SES Cluster Pools got marked read only, osds are near full.

This document (000019724) is provided subject to the disclaimer at the end of this document.

Environment

SUSE Enterprise Storage 5.5
SUSE Enterprise Storage 6

Situation

Customer allowe osd(s) to fill up and mark pools/cluster "ReadOnly" or osd's are near full.  
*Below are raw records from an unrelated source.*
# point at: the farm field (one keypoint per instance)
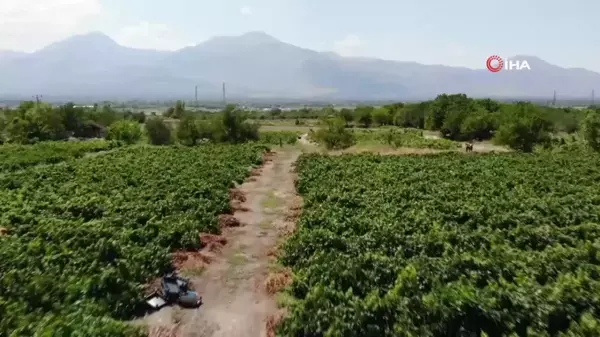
(80, 240)
(15, 157)
(446, 245)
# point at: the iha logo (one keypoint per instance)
(495, 63)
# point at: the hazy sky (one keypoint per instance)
(459, 32)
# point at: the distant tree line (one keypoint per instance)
(34, 121)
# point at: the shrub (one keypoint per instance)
(126, 131)
(158, 132)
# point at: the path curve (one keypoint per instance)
(232, 286)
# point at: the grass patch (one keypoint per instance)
(284, 300)
(266, 224)
(238, 259)
(270, 201)
(194, 272)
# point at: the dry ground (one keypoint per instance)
(234, 284)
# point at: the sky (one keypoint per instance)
(457, 33)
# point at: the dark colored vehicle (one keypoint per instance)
(174, 289)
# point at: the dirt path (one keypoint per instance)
(233, 285)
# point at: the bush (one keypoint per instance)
(126, 131)
(335, 136)
(590, 128)
(187, 131)
(158, 132)
(523, 127)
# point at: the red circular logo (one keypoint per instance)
(498, 66)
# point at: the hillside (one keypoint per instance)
(257, 65)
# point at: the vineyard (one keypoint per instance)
(16, 157)
(410, 138)
(277, 137)
(80, 239)
(446, 245)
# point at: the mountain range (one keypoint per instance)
(256, 65)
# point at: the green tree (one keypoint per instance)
(335, 135)
(412, 115)
(126, 131)
(478, 124)
(590, 128)
(346, 115)
(187, 131)
(179, 110)
(364, 115)
(523, 126)
(382, 116)
(17, 131)
(235, 128)
(436, 112)
(158, 132)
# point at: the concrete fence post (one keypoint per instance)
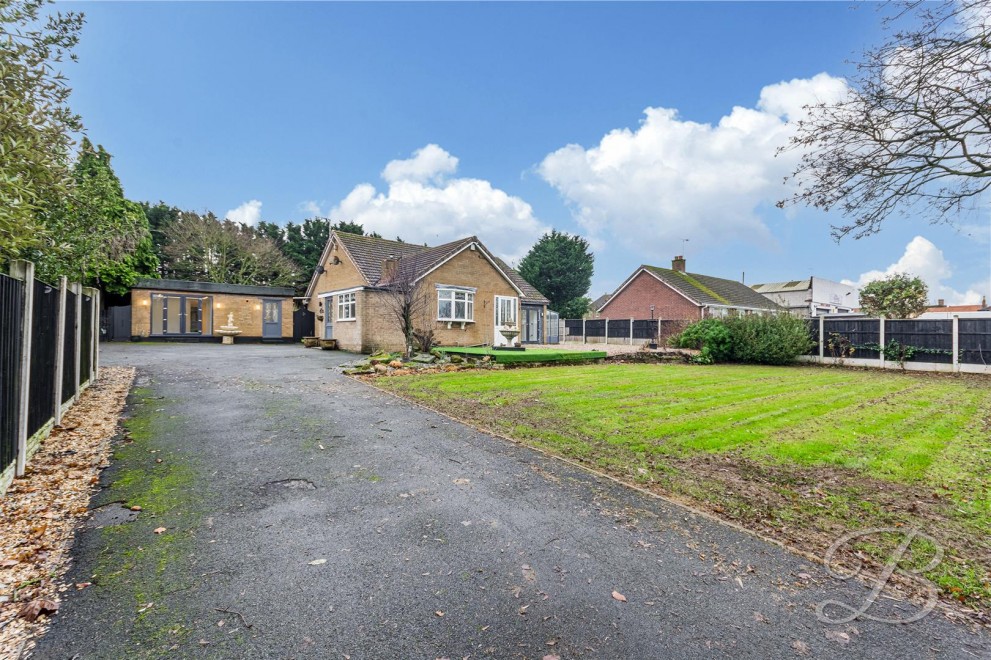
(822, 337)
(956, 342)
(880, 334)
(96, 333)
(78, 330)
(24, 271)
(60, 349)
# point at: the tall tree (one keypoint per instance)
(203, 248)
(98, 236)
(560, 266)
(897, 296)
(35, 121)
(913, 132)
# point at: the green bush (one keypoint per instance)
(711, 337)
(776, 339)
(756, 339)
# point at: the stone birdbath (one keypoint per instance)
(229, 331)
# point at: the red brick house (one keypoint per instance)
(672, 294)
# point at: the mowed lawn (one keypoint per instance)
(800, 453)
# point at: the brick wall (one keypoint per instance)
(247, 312)
(645, 290)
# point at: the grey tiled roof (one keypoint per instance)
(369, 253)
(707, 290)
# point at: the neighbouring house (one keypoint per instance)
(675, 294)
(812, 296)
(466, 294)
(181, 310)
(943, 311)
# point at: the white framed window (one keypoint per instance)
(455, 305)
(346, 307)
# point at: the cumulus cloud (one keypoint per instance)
(424, 205)
(310, 208)
(924, 260)
(672, 178)
(431, 163)
(248, 213)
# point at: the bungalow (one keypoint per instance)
(465, 295)
(674, 294)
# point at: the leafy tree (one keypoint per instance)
(98, 236)
(560, 267)
(203, 248)
(914, 128)
(35, 121)
(897, 296)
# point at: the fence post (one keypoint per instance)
(822, 337)
(78, 329)
(95, 362)
(60, 349)
(880, 334)
(24, 271)
(956, 342)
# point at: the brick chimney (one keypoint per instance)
(389, 265)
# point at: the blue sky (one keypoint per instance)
(433, 121)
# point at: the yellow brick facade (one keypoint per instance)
(247, 312)
(376, 327)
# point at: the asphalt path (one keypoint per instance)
(315, 517)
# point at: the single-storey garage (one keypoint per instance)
(177, 309)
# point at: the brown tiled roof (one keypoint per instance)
(708, 290)
(370, 253)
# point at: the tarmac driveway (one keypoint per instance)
(301, 514)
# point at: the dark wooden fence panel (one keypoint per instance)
(44, 321)
(69, 382)
(618, 328)
(932, 338)
(975, 341)
(303, 324)
(813, 325)
(11, 304)
(646, 329)
(85, 358)
(860, 332)
(595, 328)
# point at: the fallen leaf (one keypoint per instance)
(837, 636)
(35, 608)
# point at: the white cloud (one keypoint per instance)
(248, 213)
(310, 208)
(429, 164)
(924, 260)
(422, 205)
(672, 178)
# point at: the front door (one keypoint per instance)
(271, 319)
(506, 319)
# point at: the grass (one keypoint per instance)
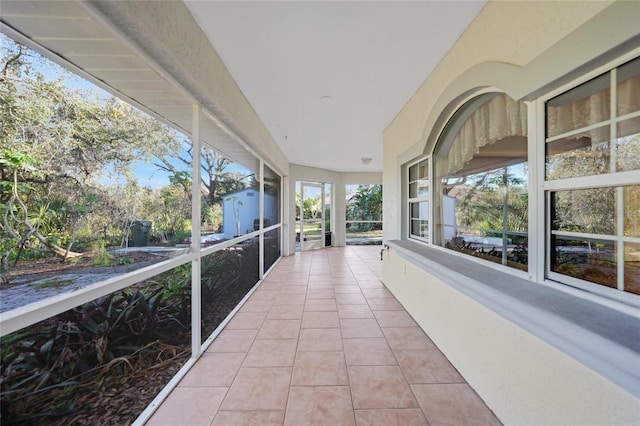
(52, 283)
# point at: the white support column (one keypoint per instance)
(537, 207)
(339, 209)
(261, 216)
(196, 295)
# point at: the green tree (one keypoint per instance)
(365, 205)
(79, 141)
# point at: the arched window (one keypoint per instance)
(481, 181)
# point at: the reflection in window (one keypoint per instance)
(419, 200)
(595, 232)
(482, 179)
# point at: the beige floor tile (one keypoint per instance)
(391, 417)
(320, 320)
(320, 369)
(376, 293)
(189, 406)
(453, 404)
(387, 304)
(270, 285)
(214, 369)
(258, 389)
(427, 366)
(289, 299)
(298, 275)
(407, 338)
(320, 294)
(271, 353)
(347, 289)
(319, 285)
(320, 339)
(343, 280)
(293, 289)
(285, 312)
(394, 319)
(355, 327)
(320, 305)
(265, 295)
(368, 352)
(249, 418)
(256, 306)
(380, 387)
(350, 299)
(233, 341)
(296, 280)
(354, 311)
(370, 282)
(319, 405)
(246, 321)
(279, 329)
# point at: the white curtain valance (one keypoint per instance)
(497, 119)
(592, 109)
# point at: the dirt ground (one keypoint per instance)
(26, 271)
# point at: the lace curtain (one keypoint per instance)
(593, 108)
(499, 118)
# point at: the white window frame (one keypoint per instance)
(614, 179)
(428, 199)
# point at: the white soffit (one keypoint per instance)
(327, 77)
(66, 33)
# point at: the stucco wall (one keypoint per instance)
(524, 380)
(516, 47)
(523, 49)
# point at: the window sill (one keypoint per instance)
(600, 337)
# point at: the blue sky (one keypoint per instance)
(148, 174)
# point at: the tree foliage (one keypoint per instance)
(70, 163)
(365, 205)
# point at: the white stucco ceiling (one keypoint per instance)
(327, 77)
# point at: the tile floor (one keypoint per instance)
(322, 342)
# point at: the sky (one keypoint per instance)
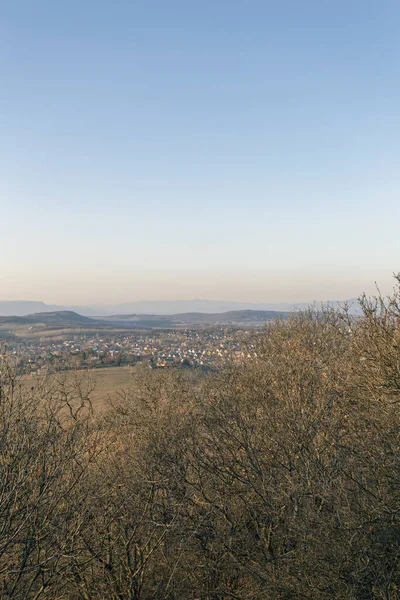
(242, 150)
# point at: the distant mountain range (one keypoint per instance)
(168, 307)
(45, 322)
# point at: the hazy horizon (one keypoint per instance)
(229, 151)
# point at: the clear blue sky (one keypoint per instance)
(238, 150)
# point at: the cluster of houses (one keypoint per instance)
(206, 349)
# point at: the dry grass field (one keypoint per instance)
(105, 382)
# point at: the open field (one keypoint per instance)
(106, 381)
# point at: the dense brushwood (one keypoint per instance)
(276, 479)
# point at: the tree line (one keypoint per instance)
(278, 478)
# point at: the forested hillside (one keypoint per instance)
(275, 479)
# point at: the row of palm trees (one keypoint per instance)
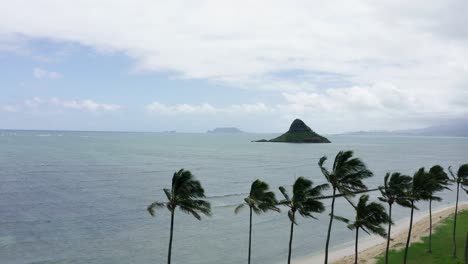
(345, 178)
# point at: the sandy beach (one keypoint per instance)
(370, 248)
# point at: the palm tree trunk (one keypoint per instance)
(355, 248)
(409, 232)
(330, 225)
(250, 233)
(455, 223)
(389, 230)
(170, 238)
(290, 240)
(430, 226)
(466, 249)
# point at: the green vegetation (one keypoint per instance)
(369, 218)
(260, 200)
(393, 191)
(442, 248)
(186, 193)
(461, 180)
(438, 181)
(304, 201)
(298, 132)
(345, 178)
(301, 137)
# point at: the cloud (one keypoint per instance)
(157, 107)
(366, 60)
(9, 108)
(80, 105)
(40, 73)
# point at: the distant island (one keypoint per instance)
(221, 130)
(298, 132)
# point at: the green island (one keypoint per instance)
(298, 132)
(442, 245)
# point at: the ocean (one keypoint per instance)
(81, 197)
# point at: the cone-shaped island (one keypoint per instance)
(299, 132)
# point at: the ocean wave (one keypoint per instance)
(6, 241)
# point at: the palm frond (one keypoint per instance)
(238, 208)
(151, 208)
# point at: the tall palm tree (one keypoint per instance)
(419, 190)
(304, 200)
(186, 193)
(394, 190)
(461, 179)
(369, 218)
(439, 181)
(260, 200)
(345, 178)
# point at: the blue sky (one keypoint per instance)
(156, 65)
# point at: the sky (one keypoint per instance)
(190, 66)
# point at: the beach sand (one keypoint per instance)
(371, 248)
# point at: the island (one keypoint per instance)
(225, 130)
(298, 132)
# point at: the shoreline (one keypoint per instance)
(373, 246)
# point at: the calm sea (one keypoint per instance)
(81, 197)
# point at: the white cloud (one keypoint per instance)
(9, 108)
(40, 73)
(385, 59)
(157, 107)
(81, 105)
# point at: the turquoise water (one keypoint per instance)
(81, 197)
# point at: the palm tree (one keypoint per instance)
(345, 178)
(419, 190)
(461, 179)
(186, 193)
(394, 189)
(438, 182)
(369, 218)
(304, 200)
(260, 200)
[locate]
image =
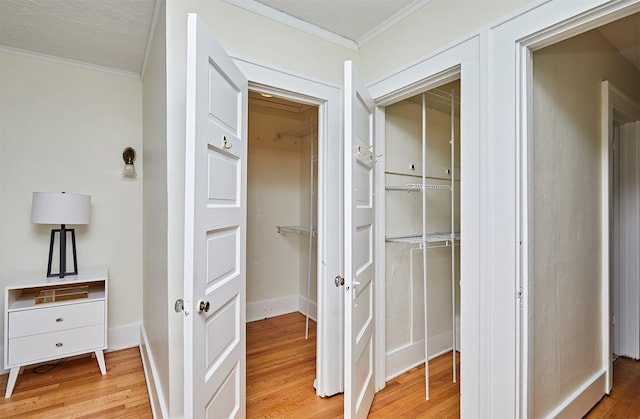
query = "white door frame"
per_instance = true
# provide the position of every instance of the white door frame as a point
(458, 61)
(617, 108)
(510, 82)
(329, 343)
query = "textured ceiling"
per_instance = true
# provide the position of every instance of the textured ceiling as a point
(624, 34)
(351, 19)
(109, 33)
(114, 33)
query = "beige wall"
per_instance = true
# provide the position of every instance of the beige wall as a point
(566, 211)
(63, 128)
(403, 215)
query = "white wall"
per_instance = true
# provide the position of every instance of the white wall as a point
(403, 215)
(438, 24)
(277, 195)
(566, 204)
(161, 324)
(63, 128)
(242, 34)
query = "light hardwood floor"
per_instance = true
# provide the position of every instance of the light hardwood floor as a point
(280, 372)
(281, 369)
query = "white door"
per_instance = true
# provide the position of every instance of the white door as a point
(360, 160)
(215, 230)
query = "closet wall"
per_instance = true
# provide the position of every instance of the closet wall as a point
(403, 215)
(278, 194)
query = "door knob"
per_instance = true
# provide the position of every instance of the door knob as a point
(203, 306)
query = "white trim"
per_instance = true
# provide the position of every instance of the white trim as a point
(265, 309)
(330, 312)
(509, 84)
(70, 62)
(251, 66)
(581, 400)
(151, 37)
(380, 339)
(278, 16)
(159, 404)
(408, 10)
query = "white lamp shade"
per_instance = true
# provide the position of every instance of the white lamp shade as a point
(60, 208)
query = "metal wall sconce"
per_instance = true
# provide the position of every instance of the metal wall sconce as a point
(129, 156)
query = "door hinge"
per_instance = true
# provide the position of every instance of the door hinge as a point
(519, 296)
(179, 306)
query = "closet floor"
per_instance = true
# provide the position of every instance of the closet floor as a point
(281, 369)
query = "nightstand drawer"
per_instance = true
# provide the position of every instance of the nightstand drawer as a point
(56, 318)
(31, 349)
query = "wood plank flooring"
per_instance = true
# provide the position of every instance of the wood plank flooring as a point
(281, 369)
(76, 389)
(280, 373)
(624, 400)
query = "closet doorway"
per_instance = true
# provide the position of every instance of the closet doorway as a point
(422, 230)
(582, 224)
(282, 202)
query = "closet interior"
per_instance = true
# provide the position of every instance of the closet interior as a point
(422, 229)
(281, 207)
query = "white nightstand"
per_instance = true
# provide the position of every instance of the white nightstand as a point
(70, 318)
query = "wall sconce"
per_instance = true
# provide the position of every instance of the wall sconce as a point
(129, 156)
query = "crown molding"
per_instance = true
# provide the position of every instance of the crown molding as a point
(392, 21)
(66, 61)
(293, 22)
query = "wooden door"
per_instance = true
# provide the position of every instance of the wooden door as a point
(359, 214)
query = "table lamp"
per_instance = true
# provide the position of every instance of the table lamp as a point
(61, 208)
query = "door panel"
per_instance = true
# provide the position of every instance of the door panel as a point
(215, 230)
(360, 162)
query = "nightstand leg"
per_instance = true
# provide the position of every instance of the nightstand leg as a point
(13, 376)
(100, 358)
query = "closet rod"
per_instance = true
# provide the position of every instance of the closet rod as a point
(306, 330)
(424, 254)
(453, 237)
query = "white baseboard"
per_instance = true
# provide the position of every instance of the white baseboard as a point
(583, 399)
(403, 359)
(313, 308)
(260, 310)
(156, 397)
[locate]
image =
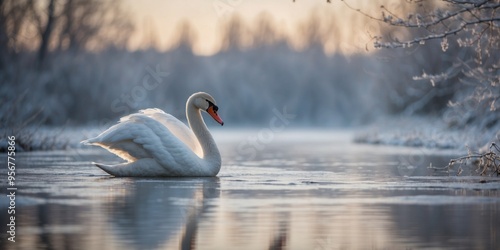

"ceph -s" will report number of osd's full and number of pools affected: 
#==[ Command ]======================================#
# /usr/bin/ceph --connect-timeout=5 -s
  cluster:
    id:     8007d21c-6c85-3f03-85df-f56fc7cf85eb
    health: HEALTH_ERR
            1 full osd(s)
            20 pool(s) full
 
  services:
    mon: 3 daemons, quorum mon-03,mon-02,mon-01
    mgr: mon-03(active), standbys: mon-02, mon-01
    mds: cephfs-1/1/1 up  {0=mon-03=up:active}
    osd: 62 osds: 62 up, 62 in
    rgw: 1 daemon active
 
  data:
    pools:   20 pools, 2456 pgs
    objects: 25.07M objects, 93.0TiB
    usage:   168TiB used, 167TiB / 335TiB avail
    pgs:     2451 active+clean
             5    active+clean+scrubbing+deep

#==[ Command ]======================================#
# /usr/bin/ceph --connect-timeout=5 health detail
HEALTH_ERR 1 full osd(s); 20 pool(s) full; clock skew detected on mon.mon-02, mon.mon-01
osd.52 is full
pool 'cephfs_data' is full (no space)
pool 'cephfs_metadata' is full (no space)
pool '.rgw.root' is full (no space)
pool 'default.rgw.control' is full (no space)
pool 'default.rgw.meta' is full (no space)
pool 'default.rgw.log' is full (no space)
pool 'default.rgw.buckets.index' is full (no space)
--[cut here]--
pool 'default.rgw.buckets.data' is full (no space)
pool 'default.rgw.buckets.non-ec' is full (no space)
--[cut here]--

"ceph report" will also provide similar ouput:
#==[ Command ]======================================#
# /usr/bin/ceph --connect-timeout=5 report
report 4224157997
{
    "cluster_fingerprint": "1bf16fc2-bff3-4a0d-b2ff-28fd11d349d8",
    "version": "12.2.12-594-g02236657ca",
    "commit": "02236657ca915367985ddf280fed3699124fa76d",
    "timestamp": "2020-09-21 14:41:27.871676",
    "tag": "",
    "health": {
        "checks": {
            "OSD_FULL": {
                "severity": "HEALTH_ERR",
                "summary": {
                    "message": "1 full osd(s)"
                },
                "detail": [
                    {
                        "message": "osd.52 is full"
                    }
                ]
            },

"ceph osd df tree" will provide detail about osd(s) and fullcapacity:
#==[ Command ]======================================#
# /usr/bin/ceph --connect-timeout=5 osd df tree
ID CLASS WEIGHT    REWEIGHT SIZE    USE     AVAIL   %USE  VAR  PGS TYPE NAME                    
-1       335.08347        -  335TiB  168TiB  167TiB 50.25 1.00   - root default
---[cut here]--- 
52   ssd   0.72769  1.00000  745GiB  708GiB 37.2GiB 95.00 1.89  24         osd.52               
57   ssd   0.72769  1.00000  745GiB  436GiB  309GiB 58.54 1.17  19         osd.57  

Note:osd. 52 is 95% full

Resolution

"osd's" should never be full in theory and administrators should monitor how full osd's are with "ceph osd df tree", if osds are approaching 80% full, it’s time for the administrator to take action to prevent osd from filling up.  Action could include reweighting the osd's in question and or adding more osd's to the cluster.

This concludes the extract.